Djokovic salterà gli Australin Open: il Tribunale respinge il ricorso

di Marco Innocenti

Il serbo: "Molto deluso, ora prenderò tempo per riposarmi e riprendermi". Al suo posto subentra l'italiano Salvatore Caruso, numero 150 al mondo

Djokovic salterà gli Australin Open: il Tribunale respinge il ricorso

Novak Djokovic non giocherà gli Australian Open. La Corte Federale australiana ha infatti respinto l'appello presentato dai legali del numero uno del tennis mondiale contro il ritiro del suo visto d'ingresso nel paese, decretato dal ministro per l'immigrazione solo pochi giorni fa. Adesso il tennista serbo dovrà lasciare l'Australia ma non è ancora chiaro se dovrà anche subire la sanzione aggiuntiva del divieto d'ingresso per 3 anni.

"Sono molto deluso - ha commentato Djokovic - Ora mi prenderò del tempo per riposarmi e riprendermi, prima di fare ulteriori commenti. Rispetto comunque la sentenza e collaborerò con le autorità in relazione alla mia partenza dall'Australia". Al suo posto, nel tabellone degli Open, subentra l'italiano Salvatore Caruso, numero 150 della classifica.
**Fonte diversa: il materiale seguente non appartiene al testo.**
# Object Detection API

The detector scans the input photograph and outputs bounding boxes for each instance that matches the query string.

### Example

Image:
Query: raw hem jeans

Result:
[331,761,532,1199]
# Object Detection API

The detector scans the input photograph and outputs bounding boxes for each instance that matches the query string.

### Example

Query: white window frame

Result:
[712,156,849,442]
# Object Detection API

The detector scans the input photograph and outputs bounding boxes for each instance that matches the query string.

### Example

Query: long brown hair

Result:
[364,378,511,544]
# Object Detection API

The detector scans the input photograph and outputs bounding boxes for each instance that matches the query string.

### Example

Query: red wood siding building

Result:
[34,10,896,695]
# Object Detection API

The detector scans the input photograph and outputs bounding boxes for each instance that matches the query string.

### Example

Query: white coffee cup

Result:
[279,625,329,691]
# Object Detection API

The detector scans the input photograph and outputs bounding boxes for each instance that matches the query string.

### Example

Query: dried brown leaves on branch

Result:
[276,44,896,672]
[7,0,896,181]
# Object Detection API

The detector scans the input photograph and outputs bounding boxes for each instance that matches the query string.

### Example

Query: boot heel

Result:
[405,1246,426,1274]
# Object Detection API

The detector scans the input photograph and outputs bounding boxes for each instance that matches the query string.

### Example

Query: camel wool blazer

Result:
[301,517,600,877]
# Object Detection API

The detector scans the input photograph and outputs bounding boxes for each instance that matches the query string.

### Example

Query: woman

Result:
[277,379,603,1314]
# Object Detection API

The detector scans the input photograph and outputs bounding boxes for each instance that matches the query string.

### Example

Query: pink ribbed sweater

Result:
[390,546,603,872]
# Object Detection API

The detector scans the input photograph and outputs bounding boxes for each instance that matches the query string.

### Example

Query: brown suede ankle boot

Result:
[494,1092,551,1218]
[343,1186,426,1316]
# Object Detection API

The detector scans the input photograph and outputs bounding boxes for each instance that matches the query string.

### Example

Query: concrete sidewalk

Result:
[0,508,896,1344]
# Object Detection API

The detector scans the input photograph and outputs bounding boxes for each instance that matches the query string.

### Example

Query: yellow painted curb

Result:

"Il ministro [dell'immigrazione, ndr] non ha considerato uno scenario alternativo - hanno commentato i legali del campione serbo - L'espulsione di Djokovic potrebbe compromettere la sua carriera ed è abbastanza scontato che questa decisione potrà generare sentimenti no vax".

"Questa decisione di annullamento è stata presa per motivi di salute, sicurezza e buon ordine - ha spiegato invece il primo ministro australiano Scott Morrison - in quanto ciò era nell’interesse pubblico. Accolgo con favore la decisione di mantenere forti i nostri confini e proteggere gli australiani. Come ho detto venerdì, gli australiani hanno fatto molti sacrifici durante questa pandemia e giustamente si aspettano che il risultato di quei sacrifici venga protetto".